We know passwords aren't great and that people choose crappy short ones that are easily remembered given half the chance. The solution to which seems to be to ask for a least one number, one upper case char, one symbol and a minimum of 8 chars...
However, you don't want to use the same password everywhere as the majority of sites aren't trustworthy* so it's foolish to use the same password on all of them. The result is an ever mounting litter of passwords that you can't remember and either end up writing them down (which likely violates terms of service and makes you liable in the event of abuse) or rely on "forgotten password mechanisms" to log in as and when needed (the main frustration here being turnaround-time and the need to come up with a new bloody password each time).
Yet using 3 or more words as a passphrase is more secure than a short forgettable password and would make a website a damn sight easier to use - you still can't use the same password everywhere though. It's about time we started making minimumpasswordlength 16 characters and dismiss the crypto garbage rules that don't help anyone.

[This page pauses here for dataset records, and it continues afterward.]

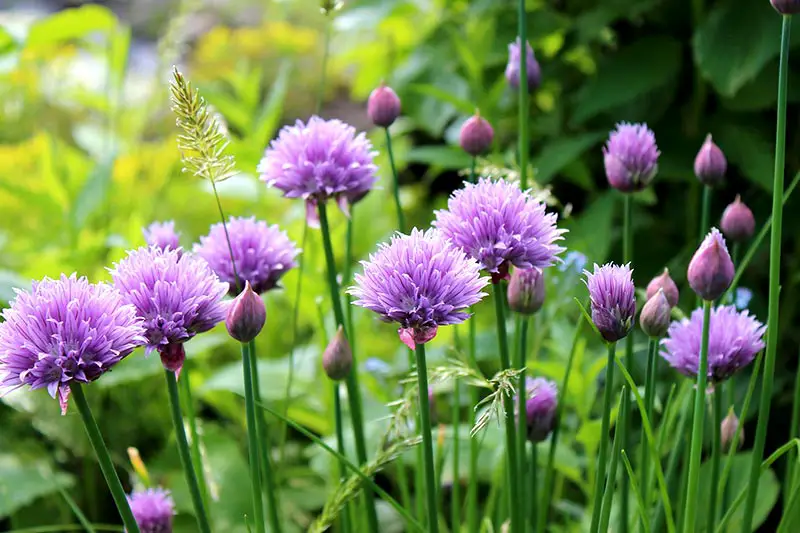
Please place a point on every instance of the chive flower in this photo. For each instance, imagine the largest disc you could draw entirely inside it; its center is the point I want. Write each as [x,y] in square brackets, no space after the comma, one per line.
[262,253]
[65,331]
[735,337]
[613,300]
[177,296]
[320,160]
[420,281]
[499,225]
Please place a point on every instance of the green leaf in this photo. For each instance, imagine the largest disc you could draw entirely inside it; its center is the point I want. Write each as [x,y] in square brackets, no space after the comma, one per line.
[70,24]
[735,42]
[24,479]
[632,72]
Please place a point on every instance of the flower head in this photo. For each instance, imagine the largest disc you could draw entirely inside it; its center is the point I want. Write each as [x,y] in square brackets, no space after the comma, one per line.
[734,339]
[177,296]
[613,300]
[420,281]
[476,135]
[711,269]
[320,160]
[162,234]
[710,164]
[631,157]
[738,223]
[534,73]
[153,510]
[263,254]
[65,331]
[499,225]
[540,407]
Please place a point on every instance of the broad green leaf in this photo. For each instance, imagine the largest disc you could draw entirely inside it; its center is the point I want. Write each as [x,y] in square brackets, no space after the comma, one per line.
[69,24]
[735,42]
[641,67]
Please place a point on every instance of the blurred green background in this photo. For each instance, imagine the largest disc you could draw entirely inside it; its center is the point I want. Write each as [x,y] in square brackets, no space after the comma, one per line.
[88,157]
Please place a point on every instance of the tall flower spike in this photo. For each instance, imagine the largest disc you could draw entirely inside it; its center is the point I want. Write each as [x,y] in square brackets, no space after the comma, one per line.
[64,331]
[734,340]
[512,68]
[631,157]
[262,253]
[421,282]
[318,161]
[499,225]
[153,510]
[613,300]
[711,269]
[178,297]
[162,235]
[710,164]
[738,223]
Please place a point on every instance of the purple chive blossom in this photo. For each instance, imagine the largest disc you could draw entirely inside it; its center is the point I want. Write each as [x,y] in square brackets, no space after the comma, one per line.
[64,331]
[420,281]
[613,300]
[735,337]
[631,157]
[177,296]
[153,510]
[320,160]
[534,73]
[262,253]
[162,234]
[499,225]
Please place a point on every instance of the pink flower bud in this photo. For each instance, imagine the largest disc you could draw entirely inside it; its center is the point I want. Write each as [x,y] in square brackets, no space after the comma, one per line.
[738,223]
[337,360]
[665,283]
[476,135]
[655,316]
[383,106]
[526,290]
[710,164]
[711,269]
[246,315]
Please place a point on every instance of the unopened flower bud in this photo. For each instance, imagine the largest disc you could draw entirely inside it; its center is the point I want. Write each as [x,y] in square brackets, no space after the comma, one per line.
[655,316]
[526,290]
[246,315]
[337,360]
[383,106]
[786,7]
[476,135]
[728,429]
[711,269]
[738,223]
[665,283]
[710,164]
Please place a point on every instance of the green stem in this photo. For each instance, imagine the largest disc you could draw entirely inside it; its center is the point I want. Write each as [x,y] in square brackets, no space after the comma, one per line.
[353,389]
[522,19]
[273,505]
[649,400]
[253,447]
[602,456]
[401,224]
[698,420]
[185,455]
[516,505]
[547,492]
[474,443]
[716,454]
[103,458]
[774,279]
[427,439]
[608,496]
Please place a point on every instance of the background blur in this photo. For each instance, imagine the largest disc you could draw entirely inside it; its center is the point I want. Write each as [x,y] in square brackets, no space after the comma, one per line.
[88,157]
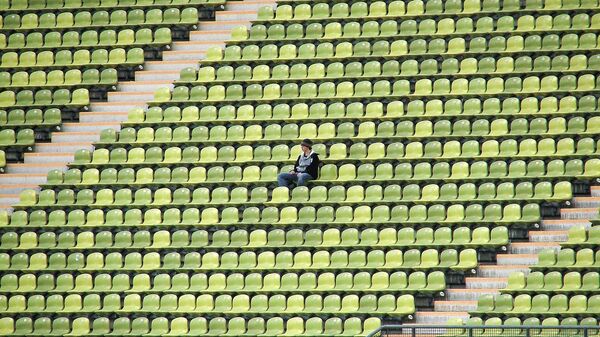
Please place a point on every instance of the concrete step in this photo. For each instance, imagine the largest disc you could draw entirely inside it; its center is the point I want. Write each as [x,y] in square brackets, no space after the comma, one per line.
[435,317]
[548,236]
[156,75]
[531,247]
[468,294]
[184,55]
[145,86]
[500,271]
[42,158]
[89,127]
[563,224]
[222,25]
[108,116]
[247,5]
[62,147]
[584,202]
[579,213]
[454,306]
[9,199]
[168,65]
[8,179]
[234,16]
[135,96]
[213,35]
[17,188]
[116,106]
[35,168]
[517,259]
[485,282]
[196,45]
[70,137]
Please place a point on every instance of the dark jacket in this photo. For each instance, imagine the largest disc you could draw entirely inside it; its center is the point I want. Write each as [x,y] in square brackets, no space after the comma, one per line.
[312,168]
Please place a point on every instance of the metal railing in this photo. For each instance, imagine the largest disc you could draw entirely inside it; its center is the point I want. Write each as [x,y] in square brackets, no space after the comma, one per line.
[485,331]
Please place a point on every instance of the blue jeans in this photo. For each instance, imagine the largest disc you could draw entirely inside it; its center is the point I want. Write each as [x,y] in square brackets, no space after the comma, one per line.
[286,179]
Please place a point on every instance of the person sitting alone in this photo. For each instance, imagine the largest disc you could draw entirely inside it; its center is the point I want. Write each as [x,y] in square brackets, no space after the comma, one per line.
[306,167]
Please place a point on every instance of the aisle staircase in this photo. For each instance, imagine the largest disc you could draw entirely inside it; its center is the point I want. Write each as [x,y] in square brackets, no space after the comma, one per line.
[490,278]
[101,115]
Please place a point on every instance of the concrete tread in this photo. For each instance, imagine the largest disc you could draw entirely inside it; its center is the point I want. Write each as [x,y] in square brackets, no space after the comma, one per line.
[229,12]
[37,164]
[486,279]
[118,103]
[517,255]
[218,23]
[129,93]
[549,232]
[66,143]
[3,186]
[62,133]
[181,52]
[525,244]
[471,290]
[89,124]
[205,32]
[194,43]
[576,210]
[442,313]
[48,154]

Facebook, Google and the like would have you use their Open ID Connect services - this way they effectively own your online identity - and, if you do use them, the multi-factor authentication (MTA) options are well worth adopting. Personally I don't want these guys to be in charge of my online identity though (and most organisations won't be either) so whilst it's ok to provide the option you can't force it on people.
We need to continue to support passwords but we need to stop with these daft counterproductive restrictions.
* Ok, none of them are but some I trust more than others. I certainly won't trust some hokey website just because the developers provide the illusion of security by making my life more complicated than is necessary.